China Stocks Pare Weekly Gain as Traders Wind Back Stimulus Bets

  • Commodity stocks pace decline after leading market rally
  • China 1Q GDP at 6.7% in line with analysts' projections

China’s Property Sector Helps Spur Economy

China’s stocks fell, led by commodity companies, amid speculation improving economic data in March and a surge in new credit will prompt authorities to refrain from adding stimulus.

The Shanghai Composite Index fell 0.1 percent from a three-month high, trimming its weekly advance to 3.1 percent. A gauge of materials companies dropped 0.8 percent as steelmakers tumbled. New credit, industrial output, fixed-asset investment and retail sales all picked up last month to beat analysts’ forecasts. For the first quarter, the economy grew 6.7 percent, in line with analyst estimates and the slowest pace in seven years. 

China’s benchmark stock gauge has climbed 16 percent since Jan. 28, paring its loss for the year to 13 percent, as the government unleashed more measures to bolster the economy and stabilize the nation’s financial markets. A number of first-quarter indicators have shown the economy is “pretty robust,” central bank Deputy Governor Yi Gang said in Washington on Thursday, citing electricity, transportation, inflation and producer-price data.

"The latest economic figures are slightly better than expectations but it remains to be seen whether the recovery can sustained," said Central China Securities Co. Shanghai-based strategist Zhang Gang. "Investors worry whether this could mean less government stimulus policies going forward."

The Shanghai Composite closed at 3,078.12. The CSI 300 Index slipped 0.1 percent. Hong Kong’s Hang Seng China Enterprises Index fell 0.3 percent, while the Hang Seng Index halted a seven-day rising streak, its longest in a year, with a 0.1 percent drop.

Fixed-asset investment climbed 10.7 percent in the first three months from a year earlier, as property construction rebounded. Home sales jumped 71 percent in March. Aggregate financing was 2.34 trillion yuan ($360.9 billion) in March, the People’s Bank of China said, as monetary easing filtered through the financial system.
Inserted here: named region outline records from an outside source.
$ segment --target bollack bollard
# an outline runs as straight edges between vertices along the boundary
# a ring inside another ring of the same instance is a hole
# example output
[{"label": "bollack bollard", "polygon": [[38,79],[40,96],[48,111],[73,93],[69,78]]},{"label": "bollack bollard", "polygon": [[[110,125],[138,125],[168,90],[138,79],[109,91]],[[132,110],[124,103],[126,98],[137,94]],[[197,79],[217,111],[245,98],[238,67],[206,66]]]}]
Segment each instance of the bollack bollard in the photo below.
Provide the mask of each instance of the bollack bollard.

A measure tracking material stocks recorded the biggest loss among the CSI 300’s 10 industry groups. After being the worst mainland equity investments over almost a decade, commodity producers have led this year’s rebound as the Communist Party ramped up spending to stimulate the economy and pledged to cut capacity in bloated industries.

Old Path

Wuhan Iron & Steel Co. retreated 1.7 percent, while Angang Steel Co. dropped 2.6 percent after saying it expects a net loss for the first three months of 2016. Copper producer Tongling Nonferrous Metals Group Co. slumped 2.7 percent.

“The government is going back to its old path of relying on the property market and investment for growth and the motivation for reforms isn’t too strong,” said Chen Li, a strategist at Credit Suisse. “So they will be conservative in cutting capacity.”
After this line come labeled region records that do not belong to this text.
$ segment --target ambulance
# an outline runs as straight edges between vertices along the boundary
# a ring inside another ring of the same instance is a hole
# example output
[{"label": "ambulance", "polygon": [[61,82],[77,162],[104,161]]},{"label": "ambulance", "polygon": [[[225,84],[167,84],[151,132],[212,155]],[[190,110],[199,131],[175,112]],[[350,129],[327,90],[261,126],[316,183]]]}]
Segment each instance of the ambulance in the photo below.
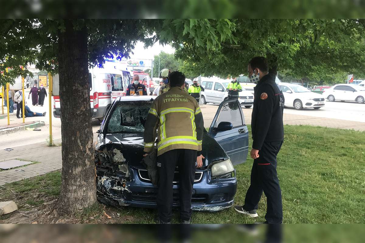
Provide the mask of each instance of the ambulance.
[{"label": "ambulance", "polygon": [[[106,62],[104,68],[89,70],[91,118],[103,120],[114,99],[125,96],[131,84],[132,73],[126,66]],[[58,75],[53,77],[53,115],[61,117]]]}]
Industrial output expanded 6.8 percent in March from a year earlier and retail sales rose 10.5 percent, the National Bureau of Statistics said on Friday. That compared with median forecasts of 5.9 percent and 10.4 percent, respectively, in Bloomberg surveys.

Margin traders increased holdings of shares purchased with borrowed money for a second day on Thursday, with the outstanding balance of margin debt on the Shanghai Stock Exchange rising by 0.3 percent to 515.5 billion yuan, the highest since Feb. 24.
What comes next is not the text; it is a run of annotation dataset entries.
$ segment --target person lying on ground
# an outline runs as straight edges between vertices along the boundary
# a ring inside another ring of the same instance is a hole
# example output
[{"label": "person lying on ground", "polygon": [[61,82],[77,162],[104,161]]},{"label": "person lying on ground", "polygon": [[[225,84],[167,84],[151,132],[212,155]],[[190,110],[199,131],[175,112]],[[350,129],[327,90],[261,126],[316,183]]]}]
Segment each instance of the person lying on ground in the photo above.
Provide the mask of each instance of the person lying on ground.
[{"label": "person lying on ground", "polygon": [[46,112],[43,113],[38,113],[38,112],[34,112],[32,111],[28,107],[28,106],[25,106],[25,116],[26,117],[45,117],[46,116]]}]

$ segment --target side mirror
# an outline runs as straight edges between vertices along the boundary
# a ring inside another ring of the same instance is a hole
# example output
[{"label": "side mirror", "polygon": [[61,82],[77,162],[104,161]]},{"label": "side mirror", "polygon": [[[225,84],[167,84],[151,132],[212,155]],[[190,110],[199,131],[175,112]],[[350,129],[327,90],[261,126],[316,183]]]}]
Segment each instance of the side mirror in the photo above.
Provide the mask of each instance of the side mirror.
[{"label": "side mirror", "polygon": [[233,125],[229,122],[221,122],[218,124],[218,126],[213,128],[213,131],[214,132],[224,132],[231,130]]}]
Energy producers led losses in Hong Kong, with China Shenhua Energy Co. and China Petroleum & Chemical Corp. falling at least 1.9 percent. The Hang Seng Index’s 14-day relative strength index on Thursday rose to the cusp of 70, a level that some traders consider as signaling a decline. The city’s benchmark gauge rose to its highest close this year on Thursday.